The University Writing Center’s small conference table was almost completely full with nine non-native English-speaking students on Friday. They ranged from freshmen to graduate students, but all came with one thing in common: a desire to learn how to write well in English.
The meeting was part of a new program that reaches out to non-native speakers who often have difficulties writing papers for their classes.
The center’s director, Dr. Evelyn Schreiber, said she decided to incorporate a program specifically for non-native speakers after noting the success of a weekly small discussion-based group at University of North Carolina – Chapel Hill.
“They have a full-time person who works with non-native speakers,” Schreiber said. She followed suit, planning for her sessions to be in a relaxed setting.
Darren Gao, a Chinese graduate student, said he sometimes has trouble writing in English.
“Languages are cumulative. We go directly into analytical writing and do not have a sense of English writing. Its very hard to get over it,” he said.
Gao and other non-native speakers have used the center in Rome Hall as a resource before, but this is the first time there has been a program specifically tailored to their needs.
The sessions are also intended to help non-native speakers “get to understand American and University culture,” Schreiber said.
With more than 49 percent of the center’s sessions taking place with non-native speakers, Schreiber thought it necessary to implement a program catering to their needs.

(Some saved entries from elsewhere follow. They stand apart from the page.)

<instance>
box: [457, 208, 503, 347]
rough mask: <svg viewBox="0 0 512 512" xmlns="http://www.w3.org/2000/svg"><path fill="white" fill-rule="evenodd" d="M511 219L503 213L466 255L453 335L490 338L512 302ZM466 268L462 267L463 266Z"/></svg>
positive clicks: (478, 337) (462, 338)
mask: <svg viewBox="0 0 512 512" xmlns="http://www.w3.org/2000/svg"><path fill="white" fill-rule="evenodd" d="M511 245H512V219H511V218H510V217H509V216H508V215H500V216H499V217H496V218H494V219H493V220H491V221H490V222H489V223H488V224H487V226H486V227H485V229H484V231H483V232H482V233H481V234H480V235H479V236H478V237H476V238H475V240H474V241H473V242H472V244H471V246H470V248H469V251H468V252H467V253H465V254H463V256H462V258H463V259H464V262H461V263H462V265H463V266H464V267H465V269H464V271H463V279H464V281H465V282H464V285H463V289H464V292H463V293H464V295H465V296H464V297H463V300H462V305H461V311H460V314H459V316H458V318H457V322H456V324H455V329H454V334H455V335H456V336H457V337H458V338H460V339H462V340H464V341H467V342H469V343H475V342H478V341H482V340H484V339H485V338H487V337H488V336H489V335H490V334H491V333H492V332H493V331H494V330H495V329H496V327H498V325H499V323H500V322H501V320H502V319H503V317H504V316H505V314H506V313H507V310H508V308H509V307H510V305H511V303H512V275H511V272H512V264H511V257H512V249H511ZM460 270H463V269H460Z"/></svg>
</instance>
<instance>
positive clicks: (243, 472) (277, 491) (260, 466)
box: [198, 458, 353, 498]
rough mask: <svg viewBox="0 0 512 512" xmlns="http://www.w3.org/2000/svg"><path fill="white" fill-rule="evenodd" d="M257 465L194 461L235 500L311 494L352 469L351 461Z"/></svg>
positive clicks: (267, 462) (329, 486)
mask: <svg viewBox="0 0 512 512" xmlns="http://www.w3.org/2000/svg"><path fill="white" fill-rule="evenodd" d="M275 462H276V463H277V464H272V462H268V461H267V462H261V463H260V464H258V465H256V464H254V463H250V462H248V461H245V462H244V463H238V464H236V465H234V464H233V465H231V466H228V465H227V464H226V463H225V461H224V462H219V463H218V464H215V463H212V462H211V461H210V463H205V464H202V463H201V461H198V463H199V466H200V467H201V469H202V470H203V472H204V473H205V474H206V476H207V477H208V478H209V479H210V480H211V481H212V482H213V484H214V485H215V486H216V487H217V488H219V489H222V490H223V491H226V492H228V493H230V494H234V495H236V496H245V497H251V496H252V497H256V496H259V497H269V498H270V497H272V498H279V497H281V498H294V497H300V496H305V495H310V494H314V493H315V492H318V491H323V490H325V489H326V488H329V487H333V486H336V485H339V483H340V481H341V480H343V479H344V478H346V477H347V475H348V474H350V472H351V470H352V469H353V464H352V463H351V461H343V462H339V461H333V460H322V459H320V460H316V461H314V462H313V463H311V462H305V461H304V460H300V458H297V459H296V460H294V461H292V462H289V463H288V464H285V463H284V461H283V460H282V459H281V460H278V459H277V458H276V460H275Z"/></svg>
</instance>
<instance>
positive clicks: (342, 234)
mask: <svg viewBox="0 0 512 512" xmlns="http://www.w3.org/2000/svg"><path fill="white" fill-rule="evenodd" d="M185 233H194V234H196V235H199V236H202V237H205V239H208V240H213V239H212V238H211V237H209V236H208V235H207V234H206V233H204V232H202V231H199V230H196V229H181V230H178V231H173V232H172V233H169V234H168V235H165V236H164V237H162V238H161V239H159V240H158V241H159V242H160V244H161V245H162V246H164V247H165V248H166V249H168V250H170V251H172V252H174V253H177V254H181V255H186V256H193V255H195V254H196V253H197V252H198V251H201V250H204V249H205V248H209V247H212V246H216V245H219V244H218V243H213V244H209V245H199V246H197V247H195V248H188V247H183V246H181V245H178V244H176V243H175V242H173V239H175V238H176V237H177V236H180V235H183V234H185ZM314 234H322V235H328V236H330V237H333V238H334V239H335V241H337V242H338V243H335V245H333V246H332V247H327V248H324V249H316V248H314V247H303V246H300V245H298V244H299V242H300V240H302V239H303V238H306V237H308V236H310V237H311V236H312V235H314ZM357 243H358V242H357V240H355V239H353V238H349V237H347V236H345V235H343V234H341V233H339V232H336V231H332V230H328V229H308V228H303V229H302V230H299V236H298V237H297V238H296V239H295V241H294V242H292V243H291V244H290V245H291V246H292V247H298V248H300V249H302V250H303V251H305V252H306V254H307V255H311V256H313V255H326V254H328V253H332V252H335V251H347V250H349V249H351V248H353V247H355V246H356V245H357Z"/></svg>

The sessions, called “coffee hours,” are held at the center on Monday and Friday afternoons as a new writing and speaking group. The center has also tried to focus specifically on non-native speakers in the past, participating this summer in a national conference to discuss their work assisting non-native speakers.

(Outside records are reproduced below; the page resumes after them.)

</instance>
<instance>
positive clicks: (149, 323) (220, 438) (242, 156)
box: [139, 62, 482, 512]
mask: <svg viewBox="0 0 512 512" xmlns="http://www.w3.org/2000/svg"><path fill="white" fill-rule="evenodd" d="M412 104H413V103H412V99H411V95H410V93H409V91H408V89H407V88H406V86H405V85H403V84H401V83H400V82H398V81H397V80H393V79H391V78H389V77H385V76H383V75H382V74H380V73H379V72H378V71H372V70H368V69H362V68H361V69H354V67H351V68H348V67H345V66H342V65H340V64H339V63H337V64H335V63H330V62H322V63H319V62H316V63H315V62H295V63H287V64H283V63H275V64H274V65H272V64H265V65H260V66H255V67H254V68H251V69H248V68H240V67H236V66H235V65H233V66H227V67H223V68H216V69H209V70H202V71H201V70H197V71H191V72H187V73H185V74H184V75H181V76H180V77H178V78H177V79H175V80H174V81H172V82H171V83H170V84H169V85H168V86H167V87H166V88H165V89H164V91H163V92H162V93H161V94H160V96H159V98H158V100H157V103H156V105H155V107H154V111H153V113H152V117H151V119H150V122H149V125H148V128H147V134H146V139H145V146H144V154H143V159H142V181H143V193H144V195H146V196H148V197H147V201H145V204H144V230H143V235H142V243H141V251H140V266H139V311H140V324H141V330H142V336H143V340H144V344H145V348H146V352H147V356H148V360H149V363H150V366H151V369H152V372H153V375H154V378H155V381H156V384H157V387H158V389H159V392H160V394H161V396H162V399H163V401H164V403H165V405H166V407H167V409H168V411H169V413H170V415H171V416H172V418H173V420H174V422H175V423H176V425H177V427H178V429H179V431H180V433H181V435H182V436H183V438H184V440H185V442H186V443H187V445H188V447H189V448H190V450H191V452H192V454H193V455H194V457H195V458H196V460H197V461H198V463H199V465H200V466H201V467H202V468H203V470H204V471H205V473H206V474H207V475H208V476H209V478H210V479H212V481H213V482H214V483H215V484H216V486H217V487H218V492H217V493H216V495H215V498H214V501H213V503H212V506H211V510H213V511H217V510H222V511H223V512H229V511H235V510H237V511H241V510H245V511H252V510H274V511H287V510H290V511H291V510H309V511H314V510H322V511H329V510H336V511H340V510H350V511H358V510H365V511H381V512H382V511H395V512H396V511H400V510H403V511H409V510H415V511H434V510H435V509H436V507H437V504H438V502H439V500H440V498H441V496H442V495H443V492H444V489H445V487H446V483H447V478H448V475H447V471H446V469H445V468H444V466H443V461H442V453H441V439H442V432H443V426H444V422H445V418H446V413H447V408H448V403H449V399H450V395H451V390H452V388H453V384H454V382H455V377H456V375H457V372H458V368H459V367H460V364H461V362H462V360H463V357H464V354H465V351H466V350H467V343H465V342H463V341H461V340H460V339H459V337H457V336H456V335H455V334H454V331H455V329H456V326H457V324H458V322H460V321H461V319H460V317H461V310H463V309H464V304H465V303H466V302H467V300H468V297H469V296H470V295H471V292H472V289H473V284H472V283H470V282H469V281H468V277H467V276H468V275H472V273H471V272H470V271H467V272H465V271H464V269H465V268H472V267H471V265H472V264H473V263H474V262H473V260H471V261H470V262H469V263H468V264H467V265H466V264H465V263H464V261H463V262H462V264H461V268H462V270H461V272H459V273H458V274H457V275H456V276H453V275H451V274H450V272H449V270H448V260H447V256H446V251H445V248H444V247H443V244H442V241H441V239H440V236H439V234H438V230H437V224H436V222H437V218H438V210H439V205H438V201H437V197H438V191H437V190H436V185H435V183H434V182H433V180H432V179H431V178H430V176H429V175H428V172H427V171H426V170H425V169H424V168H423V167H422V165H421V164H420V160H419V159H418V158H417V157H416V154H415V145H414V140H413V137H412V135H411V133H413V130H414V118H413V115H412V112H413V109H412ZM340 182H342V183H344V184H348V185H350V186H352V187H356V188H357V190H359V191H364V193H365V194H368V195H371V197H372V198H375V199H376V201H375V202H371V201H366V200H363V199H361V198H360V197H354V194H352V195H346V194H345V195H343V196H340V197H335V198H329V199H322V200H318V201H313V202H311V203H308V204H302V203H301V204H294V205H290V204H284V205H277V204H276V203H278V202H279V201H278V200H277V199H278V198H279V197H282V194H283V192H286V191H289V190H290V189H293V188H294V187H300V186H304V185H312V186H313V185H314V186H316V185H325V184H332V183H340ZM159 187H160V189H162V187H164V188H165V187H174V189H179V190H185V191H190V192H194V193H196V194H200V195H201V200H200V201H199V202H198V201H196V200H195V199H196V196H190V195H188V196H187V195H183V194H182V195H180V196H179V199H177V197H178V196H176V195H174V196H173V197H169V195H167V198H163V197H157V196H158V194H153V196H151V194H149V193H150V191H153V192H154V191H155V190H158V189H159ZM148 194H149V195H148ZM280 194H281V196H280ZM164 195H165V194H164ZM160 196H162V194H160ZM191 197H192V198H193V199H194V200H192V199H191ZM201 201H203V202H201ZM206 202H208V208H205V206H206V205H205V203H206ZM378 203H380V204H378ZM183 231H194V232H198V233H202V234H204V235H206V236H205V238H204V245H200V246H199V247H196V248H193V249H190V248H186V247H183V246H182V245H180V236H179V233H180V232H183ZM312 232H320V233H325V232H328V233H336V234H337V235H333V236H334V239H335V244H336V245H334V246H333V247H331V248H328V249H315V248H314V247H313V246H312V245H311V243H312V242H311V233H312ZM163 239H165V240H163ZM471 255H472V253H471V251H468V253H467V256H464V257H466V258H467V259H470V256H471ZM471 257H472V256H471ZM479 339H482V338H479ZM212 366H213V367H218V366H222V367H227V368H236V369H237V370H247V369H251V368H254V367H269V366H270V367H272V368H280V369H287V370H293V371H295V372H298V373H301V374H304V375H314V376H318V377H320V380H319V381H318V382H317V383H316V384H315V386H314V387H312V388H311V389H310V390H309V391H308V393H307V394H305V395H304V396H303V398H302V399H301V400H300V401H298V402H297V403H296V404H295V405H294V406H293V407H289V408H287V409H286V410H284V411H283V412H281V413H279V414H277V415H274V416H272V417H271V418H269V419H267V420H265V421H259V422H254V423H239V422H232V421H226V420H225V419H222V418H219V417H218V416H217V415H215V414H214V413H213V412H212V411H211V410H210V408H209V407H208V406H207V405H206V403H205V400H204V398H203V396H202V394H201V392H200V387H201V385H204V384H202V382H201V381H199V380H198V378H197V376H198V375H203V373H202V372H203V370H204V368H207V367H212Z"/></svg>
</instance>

Many of the students who attend the coffee hours are actually strong writers in their native languages but fall short in English.
“With my native language, it’s not a problem at all,” Gao said. “But it’s very hard in English.”

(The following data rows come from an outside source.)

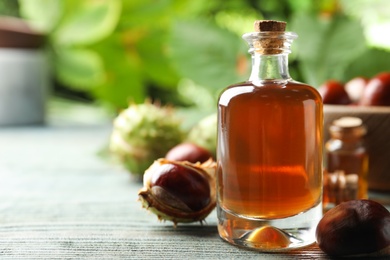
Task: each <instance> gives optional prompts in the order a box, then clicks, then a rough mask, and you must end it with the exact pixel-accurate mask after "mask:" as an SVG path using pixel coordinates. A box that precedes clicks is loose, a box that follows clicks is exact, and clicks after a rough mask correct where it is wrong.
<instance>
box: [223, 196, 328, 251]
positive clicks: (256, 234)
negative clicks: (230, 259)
mask: <svg viewBox="0 0 390 260" xmlns="http://www.w3.org/2000/svg"><path fill="white" fill-rule="evenodd" d="M217 214H218V233H219V235H220V237H221V238H222V239H224V240H226V241H227V242H229V243H231V244H233V245H236V246H240V247H246V248H250V249H254V250H259V251H263V252H281V251H288V250H292V249H297V248H301V247H305V246H309V245H311V244H313V243H314V242H315V229H316V227H317V224H318V222H319V221H320V219H321V217H322V203H319V204H318V205H316V206H315V207H313V208H311V209H309V210H308V211H306V212H303V213H301V214H298V215H295V216H292V217H288V218H283V219H253V218H247V217H244V216H239V215H236V214H233V213H230V212H228V211H226V210H225V209H223V208H221V207H220V206H219V205H218V206H217Z"/></svg>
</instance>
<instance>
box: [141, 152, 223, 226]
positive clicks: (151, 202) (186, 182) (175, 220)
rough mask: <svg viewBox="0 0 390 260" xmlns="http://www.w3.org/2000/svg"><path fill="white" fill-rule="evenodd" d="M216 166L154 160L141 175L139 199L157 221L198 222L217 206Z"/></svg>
mask: <svg viewBox="0 0 390 260" xmlns="http://www.w3.org/2000/svg"><path fill="white" fill-rule="evenodd" d="M215 172H216V163H215V162H214V161H213V160H209V161H206V162H204V163H202V164H201V163H195V164H193V163H190V162H182V161H169V160H166V159H159V160H156V161H155V162H154V163H153V164H152V165H151V166H150V167H149V168H148V169H147V170H146V171H145V174H144V187H143V188H142V189H141V190H140V191H139V193H138V195H139V199H140V201H141V203H142V205H143V207H144V208H146V209H148V210H149V211H150V212H152V213H154V214H156V215H157V217H158V219H159V220H168V221H172V222H173V223H174V225H175V226H176V224H177V223H190V222H197V221H200V222H201V223H202V222H203V221H204V219H205V218H206V217H207V216H208V215H209V214H210V213H211V211H212V210H213V209H214V208H215V206H216V191H215Z"/></svg>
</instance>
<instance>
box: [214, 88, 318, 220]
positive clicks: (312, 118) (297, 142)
mask: <svg viewBox="0 0 390 260" xmlns="http://www.w3.org/2000/svg"><path fill="white" fill-rule="evenodd" d="M218 109H219V126H218V127H219V129H218V200H219V202H218V203H219V205H220V206H221V207H222V208H223V209H224V210H226V211H227V212H230V213H232V214H234V215H238V216H244V217H246V218H255V219H277V218H284V217H289V216H294V215H296V214H299V213H301V212H304V211H306V210H308V209H310V208H312V207H313V206H315V205H317V204H318V203H319V201H320V200H321V192H322V104H321V98H320V96H319V94H318V92H317V91H316V90H315V89H313V88H312V87H310V86H307V85H304V84H301V83H296V82H288V83H286V84H272V83H270V84H265V85H262V86H254V85H252V84H251V83H244V84H240V85H233V86H231V87H229V88H228V89H226V90H225V91H224V92H223V93H222V94H221V96H220V99H219V106H218Z"/></svg>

Despite nearly 10 years of experience with the English language, Gao has only been writing formally for four years. He knew he needed help and had already sought out four private sessions with Writing Center tutors prior to the coffee hour program.
Maggie Dunlop, a graduate student studying international education, is the discussion leader. She used several handouts to facilitate the discussion, which covered everything from targeting students’ personal writing strengths and weaknesses to reviewing a sample piece of writing together.
She hopes the students will continue to improve as the sessions continue each week.
The session ended with students exchanging e-mails and planning to attend the next meeting.
“They are really helpful here,” Gao said. “It’s the best thing about GW.”